At a time when educated, skilled, and ambitious African Americans were systematically excluded from even middle management positions in large white-controlled businesses, for decades, Charles H. Dodge remained one of the extremely rare persons in the nation to occupy a high-ranking corporate position in the banking industry. Dodge was born in Illinois on March 28, 1868, the son of Thomas H. Dodge, a goldminer and farmer, and an unidentified black or biracial mother. Determined to escape the poverty that burdened his family, he enrolled at Fisk University and worked as an unlicensed barber until he graduated. He then moved to St. Louis, Missouri, hoping to study law and become an attorney, but lack of money forced him to accept a janitorial job at the St. Louis Bank and Trust Company. Having taught himself accounting and banking principles, he secretly practiced balancing passbooks. When the bank president saw Dodge performing the work of a bank clerk, he promoted him to that post.

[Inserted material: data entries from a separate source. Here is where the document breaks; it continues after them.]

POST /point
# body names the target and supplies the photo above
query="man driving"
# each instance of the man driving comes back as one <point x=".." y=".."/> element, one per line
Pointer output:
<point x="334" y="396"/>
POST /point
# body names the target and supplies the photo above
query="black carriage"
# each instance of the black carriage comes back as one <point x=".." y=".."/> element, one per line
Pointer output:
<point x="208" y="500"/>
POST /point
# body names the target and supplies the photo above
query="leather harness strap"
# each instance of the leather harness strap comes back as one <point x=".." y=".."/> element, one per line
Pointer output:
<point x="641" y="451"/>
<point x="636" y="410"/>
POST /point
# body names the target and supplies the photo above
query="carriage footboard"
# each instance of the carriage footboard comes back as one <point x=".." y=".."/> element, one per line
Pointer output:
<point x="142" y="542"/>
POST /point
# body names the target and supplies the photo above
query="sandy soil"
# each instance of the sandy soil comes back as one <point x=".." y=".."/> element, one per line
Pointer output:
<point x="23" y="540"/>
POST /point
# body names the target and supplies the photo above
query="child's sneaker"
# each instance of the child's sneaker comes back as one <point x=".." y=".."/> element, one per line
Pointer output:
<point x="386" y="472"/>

Leaving behind 13 years at the bank, he resigned but stayed in St. Louis to take a job at the U.S. Circuit Court of Appeals, 8th District, where he was placed in charge of its law library. Dodge relocated to San Diego, California, in 1912 and was hired at South Trust and Commerce Bank, where he rose from clerk to cashier and later to bank currency counter when the bank merged with the Bank of Italy and rebranded itself as Bank of America. By the 1930s Dodge held the most prominent position by any black person at a white-owned financial institution in the United States.
Dodge was also a civil rights advocate. He was an acquaintance of Frederick Douglass, but long before he arrived in San Diego, he and his wife, Martha Tait Dodge, had been close friends of W.E.B. DuBois, who visited their home on two West Coast tours. Dodge was the principal founder of the San Diego branch of the National Association for the Advancement of Colored People (NAACP) in 1917 and served as its president from 1922 to 1923, during which time he liquidated the organization’s debts and put it on a solid financial footing. Dodge was also credited with taking action to broaden California’s revised 1897 civil rights law, making it illegal for businesses serving the public to discriminate against non-whites. Though endorsed by a number of prominent individuals across the country, his application for Registrar for the Treasury following the election of President Warren G. Harding was rejected.
Socially conscious and philanthropic, Dodge took up the cause of a Cpl. Harry B. Ivy, a white soldier wrongly accused of rape, paid for the soldier’s legal expenses from his personal funds for more than a decade and ultimately won the support of President Calvin Coolidge, with whom he had a face-to-face meeting about the case. He also led the campaign that won parole for John H. Seiffert, an elderly white physician convicted of murder (abortion death), and gave generously to the reconstruction fund of Sumner High School in St Louis, the first school of its kind west of the Mississippi River dedicated to educating Blacks.
In the late 1930s, ill health pushed Dodge into retirement. He died in his home in Inglewood, California, on December 27, 1942, survived by his wife and son, Charles H. Dodge Jr.